August 24, 2025 | 12:00am
MANILA, Philippines — The current spate of flooding has compelled the Philippines to confront ineffective flood management tasks and handle the elements that made these offers problematic.
Drowned out within the political noise and the seek for accountability are voices from an often-overlooked subject essential in tackling this decades-old concern: science.
Mahar Lagmay, govt director of the College of the Philippines Analysis Institute (UPRI), lamented the repeated errors made over time by authorities officers.
“We’ve been doing flood management infrastructure for thus lengthy, and it’s all the time been targeted on cement. It shouldn’t be that manner,” he mentioned throughout the Panatag occasion on flood resilience initiatives in Valenzuela yesterday.
Lagmay – who in 2012 launched Undertaking NOAH (Nationwide Operational Evaluation of Hazards), which supplies hazard-specific, area-focused and time-bound warnings to native authorities items (LGUs) throughout disasters – confused the necessity to rethink flood administration methods.
“A complete-of-society and science-based strategy is vital, the place mayors and governors seek the advice of scientists to keep away from implementing ineffective flood management measures,” the federal government scientist mentioned.
A lot of the present dikes and comparable constructions within the nation are solely designed for floods with a 50-year return interval. Nevertheless, flooding these days has a return interval of 100 years, like what the metropolis endured throughout Hurricane Carina in 2024 and Hurricane Ulysses 4 years earlier than that, they usually’re turning into extra frequent.
“What was once a once-in-a-lifetime type of flooding is now being skilled 5 to 10 instances already,” Lagmay mentioned.
On Friday, the UPRI signed a memorandum of settlement with Valenzuela to develop a brand new city drainage grasp plan within the metropolis, changing its present two-decade-old plan. This complete blueprint goals to information future administrations in managing floods extra successfully.
“This ensures we aren’t going across the metropolis blindly. We now have a information on the place to construct infrastructure and the place to not,” Valenzuela Mayor Wes Gatchalian mentioned.
Laborious to succeed in
For a member of the federal government’s high advisory physique on science and know-how, it’s troublesome to penetrate LGU officers tasked to handle this longstanding concern.
Rex Victor Cruz, a part of the agricultural providers division of the Nationwide Academy of Science and Expertise (NAST), mentioned native governments can faucet the company’s experience in formulating their complete land use plans.
“However for some purpose, it’s troublesome to truly attain out to them and persuade them, ‘Can we do one thing collectively right here?’” Cruz mentioned in a current interview with “The Massive Story” on One Information.
NAST, he defined, has been consulted by policymakers and authorities businesses on issues like agriculture, however “it’s not equal throughout sectoral issues.”
Cruz, an professional in watershed administration and local weather change adaptation, mentioned a deal with infrastructure issues has overshadowed the necessity to restore broken ecosystems.
He highlighted his mannequin displaying the interconnectedness of ecosystems inside a watershed airplane. Known as the ridge to reef/watershed ecosystem administration (R2R/WEM) framework, it mainly illustrates how hurt to 1 pure system can exacerbate flooding.
“For example, if the forest atop the watershed is degraded, when rain comes down, most will simply move over land as a result of the soil is just not in a situation the place it may take in water,” Cruz defined.
“You go downstream, and in case you have grasslands that aren’t protected and yearly burnt, that makes the soil so laborious and so compacted.

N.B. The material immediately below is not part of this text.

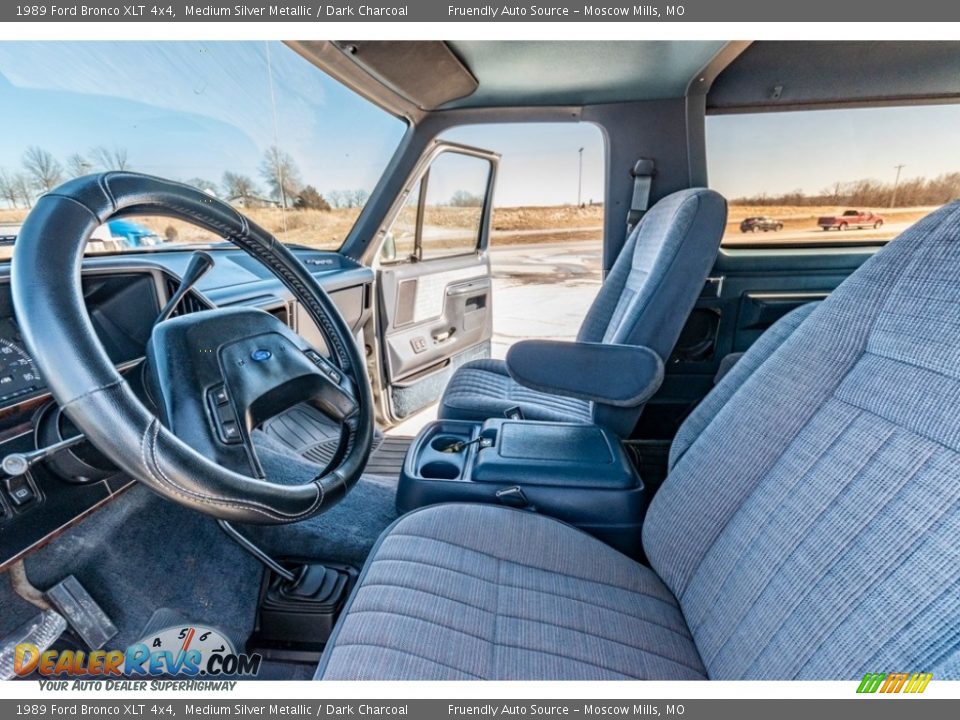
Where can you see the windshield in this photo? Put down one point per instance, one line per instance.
(251, 123)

Once more, rain is not going to undergo it and can simply move over land,” he added.
And with inefficient flood management tasks – President Marcos has mentioned they’re sources of corruption and infrequently substandard or imaginary – flooding turns into huge and pervasive.
Cruz launched the R2R/WEM framework in 2023 to unify the fragmented local weather motion plans between native and nationwide governments.

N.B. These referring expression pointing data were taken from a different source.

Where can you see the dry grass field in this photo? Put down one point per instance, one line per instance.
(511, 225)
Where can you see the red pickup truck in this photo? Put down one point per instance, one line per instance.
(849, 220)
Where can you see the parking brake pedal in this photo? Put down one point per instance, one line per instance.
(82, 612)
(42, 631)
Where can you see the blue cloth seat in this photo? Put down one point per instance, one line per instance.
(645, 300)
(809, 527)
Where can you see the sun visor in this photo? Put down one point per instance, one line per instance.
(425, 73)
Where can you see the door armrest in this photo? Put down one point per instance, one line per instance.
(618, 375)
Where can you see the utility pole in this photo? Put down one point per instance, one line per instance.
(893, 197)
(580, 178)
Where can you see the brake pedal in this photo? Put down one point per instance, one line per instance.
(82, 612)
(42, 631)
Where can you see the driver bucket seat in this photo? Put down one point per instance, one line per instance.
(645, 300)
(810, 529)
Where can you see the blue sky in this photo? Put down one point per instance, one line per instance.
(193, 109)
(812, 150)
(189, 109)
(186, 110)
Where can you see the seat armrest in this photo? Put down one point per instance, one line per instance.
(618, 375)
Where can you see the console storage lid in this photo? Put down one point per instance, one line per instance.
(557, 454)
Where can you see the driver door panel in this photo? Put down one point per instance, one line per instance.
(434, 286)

In his 2023 paper, printed by the Asia-Pacific Community for World Change Analysis, Cruz and different scientists and environmentalists from the College of the Philippines-Los Baños confused the necessity to capacitate LGUs on implement the framework in land use and improvement planning.
Science Secretary Renato Solidum Jr. has beforehand emphasised the significance of adopting an built-in flood administration strategy involving a number of disciplines.
Throughout the celebration of the Regional Science, Expertise and Innovation Week in Calabarzon, Solidum mentioned flood management tasks needs to be mapped utilizing geographic data programs.
“All drainage river programs needs to be mapped out in order that we are able to see if these are interconnected or if the capability of rivers and present canals will nonetheless be sufficient to accommodate future rainfall,” he mentioned.
The Division of Science and Expertise is offering LGUs with applied sciences for planning beneath the good and sustainable communities program.